Zarzycki’s Grande Polonaise Op 7, marked Allegro non troppo, con maesta, follows the genre’s traditional spirit and format: a stately dance, ternary in design, intended to arouse pride in the heart of a nation that had lost its statehood (Poland was partitioned by Austria, Prussia and Russia throughout the nineteenth century). After the soloist’s opening flourish, a variant of the polonaise’s characteristic fanfare rhythm is played by trumpets, and Zarzycki subsequently highlights a kicking syncopation reminiscent of another Polish dance, the krakowiak.

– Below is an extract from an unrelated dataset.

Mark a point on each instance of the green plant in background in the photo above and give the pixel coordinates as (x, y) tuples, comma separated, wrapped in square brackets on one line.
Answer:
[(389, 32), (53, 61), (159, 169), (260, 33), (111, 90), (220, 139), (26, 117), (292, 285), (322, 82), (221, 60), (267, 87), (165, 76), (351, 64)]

Zarzycki’s Grande Polonaise is not just a demonstration of patriotic bravado; there are moments of quieter reflection, even in the outer sections (with some nice touches from oboe and flute). In common with the dances written by other Polish composers of the time, Zarzycki’s style is simpler than is found in many of Chopin’s more familiar examples. His melodic ideas are instinctively lyrical, bordering on the sentimental. It is almost as if the tune of the central section has stepped off the stage of an operetta, a new and popular entertainment in Paris at the time (Offenbach’s Orpheus in the Underworld had been premiered in Paris in 1858). True to form, however, the opening swagger returns and, with a couple of new side-steps, the piece is brought to a sparkling conclusion.